Although a great marketing pitch for science, it was also a true statement. Too often we wish we had a valid reference point to measure how the natural world has changed.

A recent story in the Alabama press reminded me of the genius of MBO’s pitch almost 30 years ago. The article reported that The National Fish and Wildlife Foundation, a multi-decade funder of Manomet, has just awarded a $1.4M grant to Mobile Bay chapters of the Audubon Society for monitoring shorebirds along the Alabama coast.[2]  The funds came from the BP Deepwater Horizon Oil Spill settlement. The spill occurred six years ago, April 20, 2010.

One of the big challenges with assessing the damages of the oil spill was that we had such a poor understanding of bird populations along the coast in advance of the spill. BP lawyers used the lack of baseline data as a mechanism to cast doubt on the extent of the damages. To be honest, scientifically, it’s not an illogical argument.

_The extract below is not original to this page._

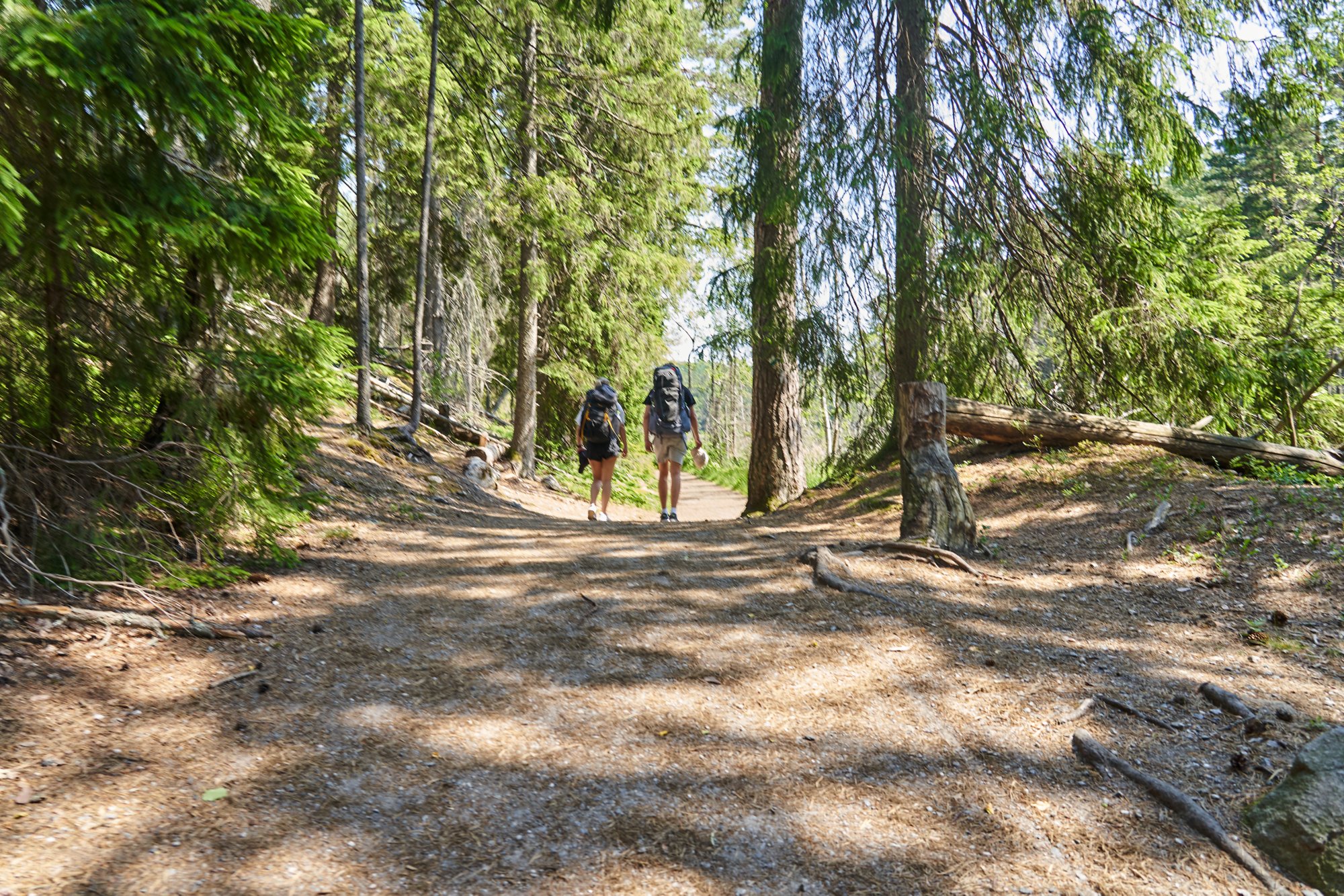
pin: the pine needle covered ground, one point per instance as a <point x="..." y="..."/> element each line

Ethically, perhaps it’s another matter.

Manomet’s International Shorebird Survey (ISS), started by Brian Harrington over a decade before that great MBO brochure was conceived, has been the best available source of long-term data on shorebird populations in North America. Today, ISS is figuring prominently in a plan to ramp up more thorough monitoring of the north Gulf Coast.

Basic population assessments are some of the most avoided types of biology research.  Scientists prefer to test hypotheses, and scientific journals prefer to publish the same.  Descriptive studies, such as basic population monitoring, are given short shrift. And yet in a rapidly changing world, one could argue the most important work to be done is basic monitoring. How else are we supposed to understand the impact we have on the world? The BP spill is a case in point.  If we don’t understand our impact on the things we cherish about the natural world, they could vanish quite literally before we know it.

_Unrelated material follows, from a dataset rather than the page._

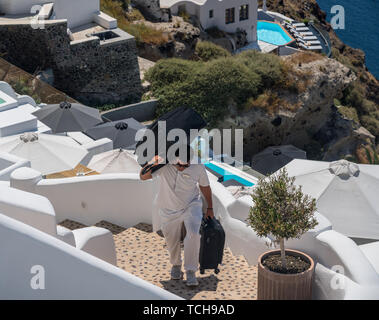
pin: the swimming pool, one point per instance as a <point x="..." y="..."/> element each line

This is why our landbird program, which has been monitoring migratory birds using the exact same methods for nearly 50 years, is so important. It’s why our pioneering shorebird surveys of the North Slope of Alaska, and now in the Yukon Delta, are so valuable. Without a yardstick, we’re operating the planet in the blind.

Indeed, somebody should have started this work long ago. Somebody did.

[1] Thanks to Jennie Robbins and Kim Goggin for locating a hard copy of Manomet’s 1987 brochure in the archives (i.e., the closet).